Its painstakingly-rendered technical drawings are works of art in and of themselves, and as one reviewer said, “The text is like a complete gardening course delivered from underground.” In order to make this study of over 30 vegetables, deep trenches were dug along the rows of plants at various stages of growth. Nothing much has changed in plant physiology since 1927.
The importance of soil quality becomes abundantly clear when it is revealed just how vast the root systems of these ordinary vegetables can be. For instance, the parsnip on your Thanksgiving plate may have had a tap root reaching eight to nine feet deep, with a fine network of lateral roots up to 6 feet in diameter near the soil surface.
The carrot in your child’s lunchbox could have occupied a space the size of a broom closet! We farmers know about the way our crops grow, and can certainly sense their living presence under our feet as we walk the fields, but we never physically see them in their entirety; all but the most centralized roots break off when harvesting or tilling finished crops under.

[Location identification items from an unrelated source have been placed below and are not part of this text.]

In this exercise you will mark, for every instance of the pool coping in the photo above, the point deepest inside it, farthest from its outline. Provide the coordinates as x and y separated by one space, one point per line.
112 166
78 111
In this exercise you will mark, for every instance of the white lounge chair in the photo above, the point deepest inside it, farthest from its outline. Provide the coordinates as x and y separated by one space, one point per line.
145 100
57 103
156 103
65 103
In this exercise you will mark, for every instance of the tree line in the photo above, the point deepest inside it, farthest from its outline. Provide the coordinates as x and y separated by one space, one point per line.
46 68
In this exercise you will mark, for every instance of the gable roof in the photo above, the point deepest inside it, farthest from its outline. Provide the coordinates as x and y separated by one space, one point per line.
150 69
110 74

Maybe we’re nerds, but we find the facts fascinating. We hope you will find them-or at least the images–very cool. Here is a link to the book: Root Development of Vegetable Crops. While you’re there, click the link at the bottom of the page to peruse other organic farming classics in the Soil & Health Holistic Agriculture Library.
Since Asteroid 2005 YU55 missed us last week and sunset is now half past four, there will be plenty of time for reading.